Довольно часто он предлагал ей помочь донести ведро с молоком, и они, болтая, шагали рядом, преодолевая короткий путь между коровником и дорогой, и при этом никогда не говорили о войне.
Сири очень хорошо помнила эти разговоры, эти редкие моменты отдыха от вечного голода и нескончаемой войны. Пентти рассказывал ей о Торнедалене. Сири это край казался волшебным местом, где деревья растут до неба. Он рассказывал о лесах, в которых рос, о проселках, по которым всегда быстрее всех гонял на велосипеде (во всяком случае, так он говорил, но рядом с ним не было велосипедного батальона, чтобы проверить его слова), рассказывал о своих сестрах, девяти девчушках мал мала меньше, и о новой жене отца, шведке по национальности, о вере, которую все там исповедовали, этой совершенно особого сорта вере, произраставшей в тех краях наравне с религиозным экстазом и фанатизмом, абсолютизмом и алкоголизмом, которые постоянно шли рука об руку; рассказывал о товарищах по оружию, и Сири понимала, что хотя Пентти был осторожен и не говорил об этом прямо, но он не был верующим человеком, вопреки или как раз благодаря ценностям своей семьи. Однако и не питал к религии той ненависти, какую питала к ней мать Сири.
Была поздняя осень или ранняя весна, они стояли на обочине и ждали машину, которая каждый день забирала молоко, но та почему-то запаздывала, или они сами пришли чуть раньше. Сири присела на скамеечку, поставив рядом с собой ведро с молоком. Пентти же остался стоять, глядя вдаль на дорогу.
– Дома уже снега намело по колено.
– Уф-ф, бедные, – пожалела Сири.
Он приподнял брови, совсем чуть-чуть, но достаточно, чтобы Сири заметила.
– Отчего же? Со снегом легче передвигаться на лыжах. И потом все вокруг становится белым, а это так красиво. Словно весь мир укутали в вату и оттого он стал чуточку мягче.

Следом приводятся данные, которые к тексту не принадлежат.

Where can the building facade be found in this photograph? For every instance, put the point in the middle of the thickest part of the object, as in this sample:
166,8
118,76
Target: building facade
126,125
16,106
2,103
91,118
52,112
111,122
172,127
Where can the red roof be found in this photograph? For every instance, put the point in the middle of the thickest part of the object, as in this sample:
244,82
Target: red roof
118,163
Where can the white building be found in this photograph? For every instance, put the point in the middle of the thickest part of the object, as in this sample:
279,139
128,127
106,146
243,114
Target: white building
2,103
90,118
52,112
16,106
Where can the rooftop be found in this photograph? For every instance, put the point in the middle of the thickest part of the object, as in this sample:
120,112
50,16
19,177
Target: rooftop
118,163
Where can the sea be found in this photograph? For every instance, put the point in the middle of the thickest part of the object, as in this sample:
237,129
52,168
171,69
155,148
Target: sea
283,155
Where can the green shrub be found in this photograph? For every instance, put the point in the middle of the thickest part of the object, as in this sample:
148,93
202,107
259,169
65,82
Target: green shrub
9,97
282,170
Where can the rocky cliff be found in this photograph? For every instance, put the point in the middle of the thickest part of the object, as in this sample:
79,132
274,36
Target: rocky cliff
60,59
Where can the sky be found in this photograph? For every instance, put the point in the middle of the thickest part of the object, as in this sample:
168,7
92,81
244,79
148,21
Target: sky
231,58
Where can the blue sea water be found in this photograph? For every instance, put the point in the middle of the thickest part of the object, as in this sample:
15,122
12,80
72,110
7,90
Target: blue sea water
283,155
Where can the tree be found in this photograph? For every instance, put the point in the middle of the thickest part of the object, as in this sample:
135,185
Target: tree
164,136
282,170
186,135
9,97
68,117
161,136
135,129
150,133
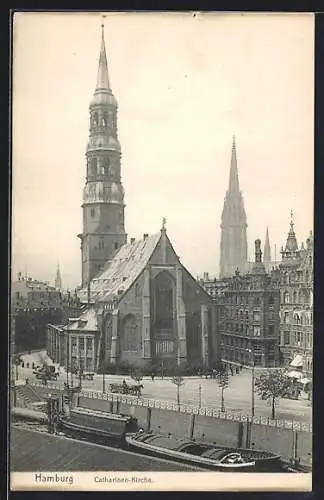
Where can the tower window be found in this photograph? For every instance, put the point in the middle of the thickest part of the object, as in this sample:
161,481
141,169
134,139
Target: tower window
106,165
94,166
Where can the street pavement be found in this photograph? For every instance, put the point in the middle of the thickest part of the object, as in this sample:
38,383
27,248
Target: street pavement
195,390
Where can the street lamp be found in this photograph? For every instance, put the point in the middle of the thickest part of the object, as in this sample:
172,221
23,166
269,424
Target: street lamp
252,382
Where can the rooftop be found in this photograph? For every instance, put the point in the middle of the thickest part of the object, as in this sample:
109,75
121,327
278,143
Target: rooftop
121,272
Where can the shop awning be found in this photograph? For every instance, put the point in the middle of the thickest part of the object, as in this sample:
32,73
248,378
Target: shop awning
305,381
294,374
297,361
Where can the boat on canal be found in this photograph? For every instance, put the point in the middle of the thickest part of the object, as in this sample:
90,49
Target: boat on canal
209,456
96,426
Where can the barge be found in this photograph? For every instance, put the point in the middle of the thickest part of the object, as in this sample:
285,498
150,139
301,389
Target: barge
97,426
209,456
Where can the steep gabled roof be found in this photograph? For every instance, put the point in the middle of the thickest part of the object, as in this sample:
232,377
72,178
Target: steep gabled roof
86,322
121,272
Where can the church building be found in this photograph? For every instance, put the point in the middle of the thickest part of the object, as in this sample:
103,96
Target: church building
140,306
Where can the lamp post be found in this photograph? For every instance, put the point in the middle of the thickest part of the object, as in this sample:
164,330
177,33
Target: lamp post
13,360
253,381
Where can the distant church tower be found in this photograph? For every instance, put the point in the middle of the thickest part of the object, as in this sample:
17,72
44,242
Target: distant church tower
103,194
267,249
58,279
233,251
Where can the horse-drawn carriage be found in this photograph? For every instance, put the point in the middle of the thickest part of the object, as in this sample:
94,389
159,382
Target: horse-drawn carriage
132,390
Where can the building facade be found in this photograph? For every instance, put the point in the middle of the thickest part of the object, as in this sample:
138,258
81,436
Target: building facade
103,195
74,345
248,310
296,307
34,304
145,310
233,247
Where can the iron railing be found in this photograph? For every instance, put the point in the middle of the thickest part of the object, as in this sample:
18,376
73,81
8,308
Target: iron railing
186,408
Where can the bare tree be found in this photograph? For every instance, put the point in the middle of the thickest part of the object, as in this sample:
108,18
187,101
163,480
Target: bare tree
273,385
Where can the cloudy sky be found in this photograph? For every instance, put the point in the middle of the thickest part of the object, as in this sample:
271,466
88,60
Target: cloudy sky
185,85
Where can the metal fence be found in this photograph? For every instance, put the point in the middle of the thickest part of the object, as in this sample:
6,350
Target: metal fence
185,408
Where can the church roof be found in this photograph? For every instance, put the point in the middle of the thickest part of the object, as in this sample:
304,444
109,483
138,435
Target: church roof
86,322
121,272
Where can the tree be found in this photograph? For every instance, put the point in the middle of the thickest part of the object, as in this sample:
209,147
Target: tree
271,386
178,381
222,380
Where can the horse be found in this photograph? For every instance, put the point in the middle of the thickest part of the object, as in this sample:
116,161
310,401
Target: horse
135,390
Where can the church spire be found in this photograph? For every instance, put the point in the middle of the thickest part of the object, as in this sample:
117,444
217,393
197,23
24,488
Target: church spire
103,77
233,251
291,244
234,181
267,248
58,279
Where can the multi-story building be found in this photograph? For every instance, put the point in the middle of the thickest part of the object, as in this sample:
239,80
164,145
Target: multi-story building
296,314
75,345
34,304
248,315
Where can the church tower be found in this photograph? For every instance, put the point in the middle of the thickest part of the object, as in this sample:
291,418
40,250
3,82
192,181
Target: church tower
267,249
233,251
103,194
58,279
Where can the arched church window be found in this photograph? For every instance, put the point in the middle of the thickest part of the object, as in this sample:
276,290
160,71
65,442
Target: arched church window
106,165
295,297
163,301
257,301
130,334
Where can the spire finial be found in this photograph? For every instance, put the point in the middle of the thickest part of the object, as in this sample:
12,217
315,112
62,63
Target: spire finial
234,182
103,78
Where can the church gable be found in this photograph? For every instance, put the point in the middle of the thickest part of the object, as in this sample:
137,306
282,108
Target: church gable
164,253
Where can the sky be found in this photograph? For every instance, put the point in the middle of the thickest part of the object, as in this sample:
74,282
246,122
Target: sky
185,84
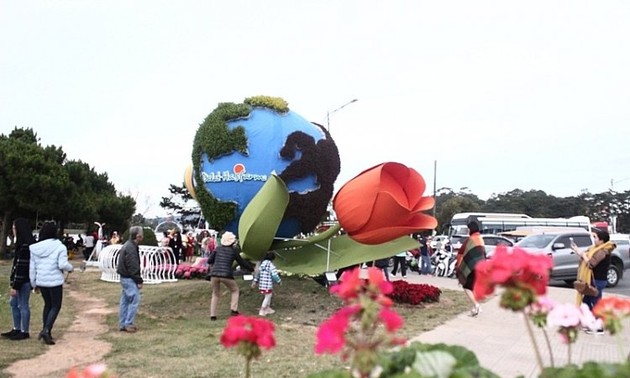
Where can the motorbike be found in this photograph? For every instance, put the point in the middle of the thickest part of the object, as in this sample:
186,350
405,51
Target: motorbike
444,261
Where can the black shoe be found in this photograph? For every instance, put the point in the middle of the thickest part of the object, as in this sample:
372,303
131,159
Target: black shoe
12,332
20,336
45,335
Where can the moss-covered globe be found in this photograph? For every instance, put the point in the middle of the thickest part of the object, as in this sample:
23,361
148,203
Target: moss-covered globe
238,146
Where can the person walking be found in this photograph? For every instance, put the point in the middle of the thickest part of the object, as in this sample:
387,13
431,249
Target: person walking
400,260
265,278
189,249
593,268
176,245
221,273
130,280
383,265
20,283
471,252
425,256
88,246
49,261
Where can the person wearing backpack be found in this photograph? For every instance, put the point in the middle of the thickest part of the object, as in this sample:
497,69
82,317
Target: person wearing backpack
265,278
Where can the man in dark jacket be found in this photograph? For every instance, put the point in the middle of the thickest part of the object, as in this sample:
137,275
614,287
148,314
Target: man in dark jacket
130,280
222,260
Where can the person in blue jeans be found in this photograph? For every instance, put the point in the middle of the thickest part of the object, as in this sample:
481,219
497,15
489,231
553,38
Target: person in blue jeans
130,280
20,282
400,260
425,256
49,261
593,268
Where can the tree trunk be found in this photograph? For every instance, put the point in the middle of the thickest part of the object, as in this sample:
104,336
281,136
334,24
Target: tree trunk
4,231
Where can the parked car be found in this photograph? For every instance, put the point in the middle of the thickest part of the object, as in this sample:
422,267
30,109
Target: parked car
565,262
438,241
492,241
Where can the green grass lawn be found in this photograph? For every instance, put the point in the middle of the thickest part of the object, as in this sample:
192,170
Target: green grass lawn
177,338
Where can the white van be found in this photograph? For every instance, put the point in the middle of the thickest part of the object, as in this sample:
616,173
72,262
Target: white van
557,244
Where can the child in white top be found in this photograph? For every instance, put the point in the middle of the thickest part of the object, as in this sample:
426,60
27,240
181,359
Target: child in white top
266,276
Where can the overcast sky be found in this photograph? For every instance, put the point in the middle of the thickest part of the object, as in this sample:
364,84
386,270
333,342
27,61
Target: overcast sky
502,94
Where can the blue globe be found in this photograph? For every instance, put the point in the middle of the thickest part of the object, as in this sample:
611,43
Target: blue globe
284,143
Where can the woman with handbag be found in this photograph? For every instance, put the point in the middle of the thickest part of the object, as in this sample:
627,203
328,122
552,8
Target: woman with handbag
593,268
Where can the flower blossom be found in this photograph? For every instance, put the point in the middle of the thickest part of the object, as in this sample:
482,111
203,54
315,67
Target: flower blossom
539,310
523,274
252,330
612,310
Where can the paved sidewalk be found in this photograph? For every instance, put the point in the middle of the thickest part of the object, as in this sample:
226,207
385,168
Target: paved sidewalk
501,342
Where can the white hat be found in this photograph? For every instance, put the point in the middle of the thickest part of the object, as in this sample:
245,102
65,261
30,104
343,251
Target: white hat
228,238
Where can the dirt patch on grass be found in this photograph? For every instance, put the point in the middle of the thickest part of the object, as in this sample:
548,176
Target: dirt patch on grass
77,347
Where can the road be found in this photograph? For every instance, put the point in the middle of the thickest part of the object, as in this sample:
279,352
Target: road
622,288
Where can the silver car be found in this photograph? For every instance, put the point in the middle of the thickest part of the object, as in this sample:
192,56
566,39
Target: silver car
565,261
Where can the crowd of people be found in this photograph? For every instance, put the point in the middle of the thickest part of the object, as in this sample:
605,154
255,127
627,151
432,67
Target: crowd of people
40,266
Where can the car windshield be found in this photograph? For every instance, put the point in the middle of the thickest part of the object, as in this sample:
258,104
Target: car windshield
536,241
457,239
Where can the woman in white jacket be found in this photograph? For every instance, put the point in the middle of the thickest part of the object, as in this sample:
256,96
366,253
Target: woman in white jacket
49,261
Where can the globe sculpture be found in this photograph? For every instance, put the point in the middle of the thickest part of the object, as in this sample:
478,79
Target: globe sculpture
238,147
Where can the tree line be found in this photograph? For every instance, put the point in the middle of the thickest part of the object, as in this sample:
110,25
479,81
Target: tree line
537,204
40,183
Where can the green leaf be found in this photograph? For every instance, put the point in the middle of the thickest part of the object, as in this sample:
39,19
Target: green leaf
262,216
342,252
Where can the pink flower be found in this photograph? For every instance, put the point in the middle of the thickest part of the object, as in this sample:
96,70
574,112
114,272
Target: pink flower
253,330
391,319
513,269
91,371
331,333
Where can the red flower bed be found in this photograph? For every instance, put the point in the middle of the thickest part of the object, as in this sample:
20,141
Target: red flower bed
405,292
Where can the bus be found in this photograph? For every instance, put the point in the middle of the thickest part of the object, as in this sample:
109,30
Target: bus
495,223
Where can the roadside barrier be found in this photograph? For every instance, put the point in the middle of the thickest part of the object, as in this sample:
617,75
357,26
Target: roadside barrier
157,264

Говоря, он безотрывно глядел на нее. Серьезно и внимательно, так что Сири не смогла удержаться от улыбки.
– Над чем ты смеешься?
Сири покачала головой. Взгляд Пентти оставался все таким же серьезным, он не смутился и не отвел его в сторону.
– Нет уж, скажи.
– Ну, мне просто интересно, что происходит в твоей голове. Твои мысли, они… такие, совершенно особенные. Твои собственные.
Теперь уже он улыбнулся ей.
– А чьими же еще им быть?
Действительно, чьими?
Сири считала, что это необычно. Что один человек может так сильно удивить другого. Ее саму еще никто так не удивлял.
Она смотрела на него, – как он стоит перед ней такой прямой и красивый в своей солдатской форме, и ощущала в глубине души нечто, похожее на счастье (но это было не счастье), – она не знала, что это, но очень сильно изумилась, и это изумление довольно-таки сильно смахивало на счастье (для того, кто никогда не переживал ничего подобного) оттого, что она испытывала такое восхищение, а еще – расцветающую влюбленность к этому черноглазому солдату из Торнедалена.
Сири начала рано задумываться о своем замужестве и довольно быстро решила, что ее родители примут Пентти и, более того, быть может, даже дадут согласие на их брак, – во всяком случае, где-то в глубине души у нее рождались подобные мысли. Вслух же Сири ничего не говорила. Они даже близко не подходили к этой теме, и все же он продолжал приходить и помогать носить ей ведра с молоком, а это что-нибудь да значит, думала Сири.
Когда финские войска оттеснили и шестнадцатый пехотный полк отправился дальше, Пентти проходя мимо, ограничился формальным прощанием. Он взял за руки отца и мать Сири и поблагодарил их за гостеприимство, и Сири чрезвычайно понравилось то, как серьезно и по-взрослому он себя вел, словно был сам по себе и в одиночку нес ответственность за свою жизнь, не прикрываясь домом и семьей, – в общем, вел себя как совершенно самостоятельный человек.
Понравилось не понравилось – да что она понимала об этом в свои четырнадцать лет, – но Сири могла видеть, что уж во всяком случае ее отец точно был впечатлен, и когда Пентти ушел, она проплакала весь день, уткнувшись лбом в свою любимицу, корову Майю.
Сири скучала по их беседам: как же это было все-таки прекрасно – хоть на время отвлечься и думать о чем-то еще, кроме войны, и она была убеждена, что ему тоже было приятно находиться в ее компании, иначе зачем он каждый раз возвращался к ней снова и снова, несмотря на то, что ведра были тяжелыми, и ручки из проволоки больно врезались в ладони. Мать издалека следила за развитием событий, провожала их суровым взглядом, словно филин или орел, и Сири кожей ощущала ее неодобрение, пусть даже та ничего не говорила.